Even though they are different, each sign language is a full and natural way for deaf people to communicate.

A woman and her baby touching their own face.

Benefits of using sign language

  • Young children learn sign language very easily when they are exposed to it. With practice, older children and teenagers are able to learn and use sign language without too much trouble.
  • A child who uses sign language can communicate with anyone who knows the same sign language — just as fully as a hearing child who uses a spoken language. He will get to know other people who are deaf, and learn that deaf people are an important part of the community.
  • It may be easier for a child who knows sign language to learn to read and write the language of her community. The more languages a person has, the easier it is to learn another language.
  • Unlike spoken languages, different sign languages are more easily understood by people around the world. It is easier for a signing child from China to communicate with a signing child from Nicaragua than it is for hearing people from those countries to communicate.

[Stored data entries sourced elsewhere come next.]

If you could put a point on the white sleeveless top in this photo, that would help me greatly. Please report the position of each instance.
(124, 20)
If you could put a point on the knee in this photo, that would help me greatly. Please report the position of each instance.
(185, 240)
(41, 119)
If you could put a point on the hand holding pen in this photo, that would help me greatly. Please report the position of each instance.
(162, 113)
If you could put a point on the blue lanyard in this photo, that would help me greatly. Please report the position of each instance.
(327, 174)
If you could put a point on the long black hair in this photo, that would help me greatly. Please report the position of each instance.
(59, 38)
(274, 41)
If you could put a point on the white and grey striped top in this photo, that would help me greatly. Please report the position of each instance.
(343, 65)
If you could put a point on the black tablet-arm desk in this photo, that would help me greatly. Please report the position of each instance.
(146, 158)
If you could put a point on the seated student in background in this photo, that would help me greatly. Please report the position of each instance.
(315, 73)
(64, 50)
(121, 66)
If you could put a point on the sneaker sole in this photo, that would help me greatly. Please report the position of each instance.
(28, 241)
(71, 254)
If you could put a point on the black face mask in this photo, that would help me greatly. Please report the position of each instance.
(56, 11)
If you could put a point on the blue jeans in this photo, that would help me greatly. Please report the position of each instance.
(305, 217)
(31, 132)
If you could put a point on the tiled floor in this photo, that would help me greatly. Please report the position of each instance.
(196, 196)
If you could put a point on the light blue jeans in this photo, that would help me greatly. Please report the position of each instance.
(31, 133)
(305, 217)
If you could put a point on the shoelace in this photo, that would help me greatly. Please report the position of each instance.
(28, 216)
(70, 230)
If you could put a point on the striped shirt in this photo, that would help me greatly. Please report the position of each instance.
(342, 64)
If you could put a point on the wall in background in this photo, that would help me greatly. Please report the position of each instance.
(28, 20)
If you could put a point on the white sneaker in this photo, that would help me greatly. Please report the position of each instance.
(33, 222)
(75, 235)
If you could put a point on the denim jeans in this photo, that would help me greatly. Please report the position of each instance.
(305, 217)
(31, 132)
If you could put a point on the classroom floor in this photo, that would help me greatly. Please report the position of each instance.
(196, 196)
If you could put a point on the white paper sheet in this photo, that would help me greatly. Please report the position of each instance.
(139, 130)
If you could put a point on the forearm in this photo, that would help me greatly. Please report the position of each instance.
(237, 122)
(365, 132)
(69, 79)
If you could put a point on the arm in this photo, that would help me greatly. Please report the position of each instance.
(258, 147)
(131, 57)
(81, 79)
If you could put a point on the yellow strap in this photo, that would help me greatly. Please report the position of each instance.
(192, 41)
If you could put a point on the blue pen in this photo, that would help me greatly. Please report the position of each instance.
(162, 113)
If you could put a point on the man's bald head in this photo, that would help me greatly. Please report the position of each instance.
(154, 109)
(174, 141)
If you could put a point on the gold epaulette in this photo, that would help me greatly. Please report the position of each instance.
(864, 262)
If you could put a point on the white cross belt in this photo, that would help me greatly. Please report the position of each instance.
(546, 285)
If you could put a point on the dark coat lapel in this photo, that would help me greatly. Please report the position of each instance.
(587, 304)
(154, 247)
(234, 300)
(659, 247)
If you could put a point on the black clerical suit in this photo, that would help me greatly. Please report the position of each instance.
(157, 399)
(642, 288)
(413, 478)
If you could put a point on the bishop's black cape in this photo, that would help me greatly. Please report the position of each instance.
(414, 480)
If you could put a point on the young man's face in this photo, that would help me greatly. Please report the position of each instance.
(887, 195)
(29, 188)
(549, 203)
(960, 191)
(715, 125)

Difficulties with using sign language

A couple reading a book together.
  • A child who uses sign language cannot communicate with people who do not know sign language. To be able to communicate with your child, family members, friends, and others in the community must also learn sign language.
  • While children learn to sign easily, adults have to study a lot to learn a complete sign language.
  • If a family lives in a community where there are no people who use sign language, it may be very difficult to find a sign language teacher, or other people to use a sign language with.